Obama Administration Votes Present on Japan and the TPP
As had been rumored for about a week now, Japanese Prime Minister Yoshihiko Noda announced today that his country will formally seek to join the ongoing the Trans-Pacific Partnership, which currently include the United States, current US FTA partners Australia, Chile, Peru, and Singapore, new FTA partners Brunei, Malaysia, New Zealand and Vietnam. It's undeniable that Japan's membership in the TPP would provide immense economic benefits for US exporters and consumers and cement relations with one of the United States’ closest allies (and a country that could really use our help right now).
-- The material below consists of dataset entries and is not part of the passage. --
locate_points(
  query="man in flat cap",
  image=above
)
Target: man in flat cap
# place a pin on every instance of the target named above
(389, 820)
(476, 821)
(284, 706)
Japan's inclusion also would transform the relatively minor agreement into a serious platform for even greater trade and economic growth and an important counterweight to China’s growing influence in the region, thus giving the slow-moving TPP just the kick in the butt it needs to hasten completion.
Despite these economic and strategic benefits, Noda's decision didn't come easy: free trade faces serious political obstacles in Japan, particularly from domestic farm and other groups who have long opposed further liberalization initiatives. So, given all of this, the United States responded to Noda's big, politically-risky announcement with excitement and encouragement, right?
Err, take it away, USTR Kirk:
The United States welcomes Prime Minister Noda’s important announcement expressing Japan’s intention to begin consultations with Trans-Pacific Partnership countries towards joining the TPP negotiations.... In close consultation with Congress and our domestic stakeholders, we look forward to engaging with the Japanese in these discussions. To join the negotiations, Japan must be prepared to meet the TPP's high standards for liberalizing trade and to address specific issues of concern to the United States regarding barriers to agriculture, services, and manufacturing trade, including non-tariff measures. Japan’s interest in the TPP demonstrates the economic and strategic importance of this initiative to the region.
Translation: "Yeah, umm, thanks. We'll be in touch."
Gee, I wonder what could be holding back the Obama administration from openly and warmly embracing one of the largest economies in the world and one of our biggest allies?